# Lost iPhone, Advice Needed!!



## rebuhner (Apr 27, 2011)

Like an idiot, I left my precious iPhone in the back of one of the millions of white cabs in Cairo when I was getting out at City Stars. I was just wondering (hoping) that some of you expat vets (I've only been in Cairo for about three weeks now) might have some tips on how to retrieve it, or, conversely and less ideally, if you can set me straight and tell me I should just give up entirely. The battery is now dead, though I do know that no one has tried to remove the sim or anything like that. I don't have any kind of tracking program, so that's not an option, unfortunately. 

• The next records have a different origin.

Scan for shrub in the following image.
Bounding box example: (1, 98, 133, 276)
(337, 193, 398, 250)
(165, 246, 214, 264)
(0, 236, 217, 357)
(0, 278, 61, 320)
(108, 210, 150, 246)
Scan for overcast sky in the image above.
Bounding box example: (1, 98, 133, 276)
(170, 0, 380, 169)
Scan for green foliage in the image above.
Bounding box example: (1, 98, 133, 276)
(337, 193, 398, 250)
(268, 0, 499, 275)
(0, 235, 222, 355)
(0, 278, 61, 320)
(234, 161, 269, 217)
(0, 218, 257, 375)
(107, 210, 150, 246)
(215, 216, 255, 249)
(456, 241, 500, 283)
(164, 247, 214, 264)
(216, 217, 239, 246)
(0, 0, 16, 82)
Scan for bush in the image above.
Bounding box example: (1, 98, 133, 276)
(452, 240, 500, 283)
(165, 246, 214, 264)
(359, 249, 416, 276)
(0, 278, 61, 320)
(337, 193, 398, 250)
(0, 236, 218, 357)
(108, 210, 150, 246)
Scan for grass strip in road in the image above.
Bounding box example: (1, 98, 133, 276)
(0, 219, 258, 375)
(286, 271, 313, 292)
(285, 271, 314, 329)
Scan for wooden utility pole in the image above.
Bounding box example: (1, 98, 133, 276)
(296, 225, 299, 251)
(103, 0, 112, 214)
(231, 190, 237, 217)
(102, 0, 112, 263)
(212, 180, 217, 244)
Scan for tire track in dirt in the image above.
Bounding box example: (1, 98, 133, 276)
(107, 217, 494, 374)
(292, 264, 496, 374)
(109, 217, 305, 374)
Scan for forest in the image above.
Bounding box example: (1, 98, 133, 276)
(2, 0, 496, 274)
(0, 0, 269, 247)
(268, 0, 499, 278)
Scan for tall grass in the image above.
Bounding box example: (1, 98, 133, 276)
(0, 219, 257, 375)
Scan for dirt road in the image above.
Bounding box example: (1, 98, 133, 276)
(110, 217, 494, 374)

Anyways, thanks for your time and I hope someone can tell me something that will allow me to continue to cling to my small thread of hope!!


----------



## MaidenScotland (Jun 6, 2009)

Sorry but it has gone...the first thing they do is switch the phone off so you cannot phone it although that makes no difference, I have lost 3 phones and one person actually answered the number months later ( a friend didn't realise I had a new number). There is a lost property office downtown somewhere and you might just be lucky but I doubt it very much.

maiden


----------



## canuck2010 (Jan 13, 2010)

If you didn't have a password on your iphone, be sure to change your AppleID password. That way whomever stole the phone won't be able to access your personal info. I lost my iphone in Mexico a few months ago!


----------



## DeadGuy (Jan 22, 2010)

Sorry about the situation you've been through, but there's nothing you can do to get your phone back if the person who "found" it haven't called you or answered your calls I'm afraid.........

Apparently Apple got an application that's preloaded to their products that collects personal data and locates the device even when it's turned off, which would definitely help finding your phone.........But I seriously doubt they'd admit that! 

Always have both your SIM and handset locked, not a big deal for idiots to unlock it, but I like the idea of making it harder for them to enjoy what's NOT theirs!


----------